= Shipwrecks of Saint Malo =

Two shipwrecks off Brittany, France

The two Shipwrecks of Saint Malo, the Aimable Grenot and the Dauphin, were found in 1995 on the Natière reef off the coast of Saint-Malo, dating to the first part of the 18th century. Their discovery and the later underwater excavation has given insight into 18th century marine lifestyles and shipbuilding.

== Saint Malo in the 18th century ==
In the 17th and 18th centuries the Port of Saint-Malo was very busy and heavily used, with over 3000 arrivals and departures and 100,000 tonnes of trade each year. However the harbour as it was bore the full brunt of strong currents, a large tidal range and reefs. Thus, the reefs and rocks have one of the world's largest underwater graveyards. The port trade led to local population growth and new buildings. The more easterly towns of Granville and Le Havre, some of which saw prior short stays at Saint-Malo for urgent resupply/repairs, were also key to transcontinental trade.

== The Dauphine ==
La Dauphine was built over the winter of 1702–03 and fitted out as a 300 tonne frigate, when she was sunk she was under the command of Captain Michel Dubocage. The excavations uncovered 31 metres of the starboard side from the aft to the gun deck. As a commercial raiding (privateer) vessel she had been given to private merchants by Louis XIV for "Commerce Raiding Against the State's Enemies". She was escorting a captured English ship, the Dragon, when she sank at the entrance to Saint-Malo on 11 December 1704. The ship appeared to have gone over the Atlantic or the Mediterranean, as ascertained by the presence of crockery, heavy ordinance and both pistols. Many finds were recovered including personal items of the crew.

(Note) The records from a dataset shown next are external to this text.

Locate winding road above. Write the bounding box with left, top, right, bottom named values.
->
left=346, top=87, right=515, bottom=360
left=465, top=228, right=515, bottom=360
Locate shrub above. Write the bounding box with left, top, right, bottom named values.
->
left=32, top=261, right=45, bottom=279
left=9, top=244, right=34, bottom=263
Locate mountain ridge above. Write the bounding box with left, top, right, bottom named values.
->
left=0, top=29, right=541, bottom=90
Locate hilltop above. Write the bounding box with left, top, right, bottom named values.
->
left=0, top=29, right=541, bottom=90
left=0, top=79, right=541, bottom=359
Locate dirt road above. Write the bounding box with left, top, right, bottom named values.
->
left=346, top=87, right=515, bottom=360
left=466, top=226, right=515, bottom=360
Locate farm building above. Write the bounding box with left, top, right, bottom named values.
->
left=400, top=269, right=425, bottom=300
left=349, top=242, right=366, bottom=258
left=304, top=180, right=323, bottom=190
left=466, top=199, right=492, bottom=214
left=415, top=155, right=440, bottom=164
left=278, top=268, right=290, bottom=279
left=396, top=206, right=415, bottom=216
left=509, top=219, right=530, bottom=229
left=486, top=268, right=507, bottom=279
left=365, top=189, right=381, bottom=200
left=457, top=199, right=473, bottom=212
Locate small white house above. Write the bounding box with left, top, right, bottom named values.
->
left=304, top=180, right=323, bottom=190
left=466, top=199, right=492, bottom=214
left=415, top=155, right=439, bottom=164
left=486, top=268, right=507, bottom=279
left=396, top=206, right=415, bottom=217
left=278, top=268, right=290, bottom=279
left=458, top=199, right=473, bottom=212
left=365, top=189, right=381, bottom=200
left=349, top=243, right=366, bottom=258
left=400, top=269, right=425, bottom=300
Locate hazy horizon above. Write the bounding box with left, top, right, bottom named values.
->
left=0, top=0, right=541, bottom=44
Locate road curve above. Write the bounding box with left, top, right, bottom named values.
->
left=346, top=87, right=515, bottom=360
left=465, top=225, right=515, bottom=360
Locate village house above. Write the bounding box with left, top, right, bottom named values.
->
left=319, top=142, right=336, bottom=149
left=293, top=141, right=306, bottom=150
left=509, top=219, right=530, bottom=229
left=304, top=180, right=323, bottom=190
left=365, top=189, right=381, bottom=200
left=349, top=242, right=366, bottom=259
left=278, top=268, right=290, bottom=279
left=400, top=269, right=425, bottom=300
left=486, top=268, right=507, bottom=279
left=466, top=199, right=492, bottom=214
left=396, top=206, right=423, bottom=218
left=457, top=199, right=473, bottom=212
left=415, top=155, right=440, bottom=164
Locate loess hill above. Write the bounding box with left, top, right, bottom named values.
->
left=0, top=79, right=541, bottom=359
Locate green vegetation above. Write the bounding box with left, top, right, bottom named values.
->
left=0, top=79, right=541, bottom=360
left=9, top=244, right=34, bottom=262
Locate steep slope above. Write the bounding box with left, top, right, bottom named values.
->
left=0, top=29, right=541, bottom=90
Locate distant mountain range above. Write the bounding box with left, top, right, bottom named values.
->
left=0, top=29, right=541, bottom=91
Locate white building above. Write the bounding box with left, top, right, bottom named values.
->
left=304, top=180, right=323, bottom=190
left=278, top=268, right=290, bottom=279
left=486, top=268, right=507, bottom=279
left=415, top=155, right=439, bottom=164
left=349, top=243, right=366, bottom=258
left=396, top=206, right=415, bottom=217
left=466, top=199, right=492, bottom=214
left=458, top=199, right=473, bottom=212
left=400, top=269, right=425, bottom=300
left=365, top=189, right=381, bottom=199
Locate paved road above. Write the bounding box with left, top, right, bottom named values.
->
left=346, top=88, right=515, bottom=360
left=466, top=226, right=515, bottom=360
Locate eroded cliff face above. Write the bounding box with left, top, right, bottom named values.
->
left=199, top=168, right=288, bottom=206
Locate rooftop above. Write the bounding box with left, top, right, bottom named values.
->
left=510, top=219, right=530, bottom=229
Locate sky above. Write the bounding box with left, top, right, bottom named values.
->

Research has built up an image of Dubocage, from La Havre. He had been a frigate lieutenant since the age of 16 and captained his first vessel at the age of 18 in 1694. He appears to have been a party to commercial raids. After the sinking he was cleared of incompetence and went on to have a full naval career including expeditions to the Pacific; he died in 1727 as a wealthy benefactor to La Havre.

== The Aimable Grenot ==
L'Aimable Grenot was another privateer bound for Cádiz in Spain to ply Mediterranean trade at the time of its sinking. It was also preserved on its starboard side from the keel to the second deck, for a length of 36 metres. It was dated by dendrochronology to having been built around 1746/47 in Granville, weighing 400 tonnes. Along with personal items and artefacts related to the sailing of the ship such as rigging and tools, the ship also contained cast-iron ingots stamped with 1746 and 1747. These ingots were stamped with the marks POTUXENT and Stepn Onion, which refer to two Baltimore iron foundries which supplied ballast for English ships.

The ship came out of Granville which had its archives badly damaged during the Occupation of France making it harder to identify the ship's crew and voyages. However its captains have been identified as Pierre de la Houssaye who handed over to Joseph François Hugon, sieur du Prey in 1647. It appears that both had a daring reputation and the ship had become famous at the time of its sinking.

== Excavations ==
The ships were discovered in 1995 by Jean-Pierre Génar, a diver scouting around two "ship-traps", large rocks that nearly emerge at very low tides, at the north and south end of the Natière reef. It appears that the reef and surrounding sands had provided excellent protection for the wrecks, even though their remains were scattered over 1000 m2. Ten excavations took place from 1999 to 2008, which confirmed the identifications. The ships were dated using dendrochronology.